Wenn man besser vorbereitet gewesen wäre, hätte man am Start einen Kleidersack samt Badesachen abgegeben. Nebenan lockt nämlich eine Badestelle und das Meer ist immerhin 20 Grad warm. Ansonsten gibt es Massagen und als Zielverpflegung Orangen, Bananen, Iso und Wasser.

Die Siegerehrung ist ein großes Happening. Man sieht hier nur glückliche Gesichter. Für uns geht es dann wieder zum Hotel. Und dank des frühen Starts können Judith und ich noch einen ganzen Nachmittag am Pool verbringen.

 

Fazit

 

Der Funchal Marathon hat sich in seiner achten Auflage als internationaler Marathon etabliert. Die Strecke ist aufgrund der Topographie in vier Runden à 7,5 km, eine ca. drei Kilometer lange Verbindung und drei Runden von je etwa 3 km aufgeteilt. Die obere Runde ist recht wellig, aber gut laufbar. Insgesamt kommen um die 300 Höhenmeter zusammen.

Man sollte sich die Streckeninformationen gut einprägen, um nicht doch zu früh abzubiegen. Obwohl die Helfer einen bei der Wahl des richtigen Weges unterstützen. Zeitnahme gab es sehr oft, ein unabsichtliches oder absichtliches Abkürzen führt zur Disqualifikation.

Generell ist Madeira ein schönes, abwechslungsreiches grünes Urlaubsziel, besonders im für unsere Verhältnisse frühlingshaften Winter, wenn weniger Gäste da sind. Die Preise für Hotels und Mietwagen sind dann recht günstig. Und auf den beliebten Wanderwegen entlang der „levadas“ genannten künstlichen Wasserläufe tritt man sich nicht auf die Füße.

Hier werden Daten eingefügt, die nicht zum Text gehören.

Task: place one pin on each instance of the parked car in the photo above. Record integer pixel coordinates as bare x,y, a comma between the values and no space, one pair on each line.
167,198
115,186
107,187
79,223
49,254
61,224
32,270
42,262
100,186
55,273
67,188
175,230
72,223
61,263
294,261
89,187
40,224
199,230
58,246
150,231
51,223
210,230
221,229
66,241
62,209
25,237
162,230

Hauptwertung Marathon Frauen

1 Fanni Gyurko     HUN    3:05:41
2 Julie Mortensen     DEN    3:20:11
3 Raluca Apostol     ROU    3:21:02

Hauptwertung Marathon Männer

1 José Sousa         POR    2:21:14
2 André Costa         POR    2:25:51
3 Carlos Papacinza     POR    2:26:34

Teilnehmende

Marathon    278
Halbmarathon    466
8 km        440

Deutschland    112
Österreich    12            
Schweiz    5            

 

 

Informationen: Maratona do Funchal (Madeira)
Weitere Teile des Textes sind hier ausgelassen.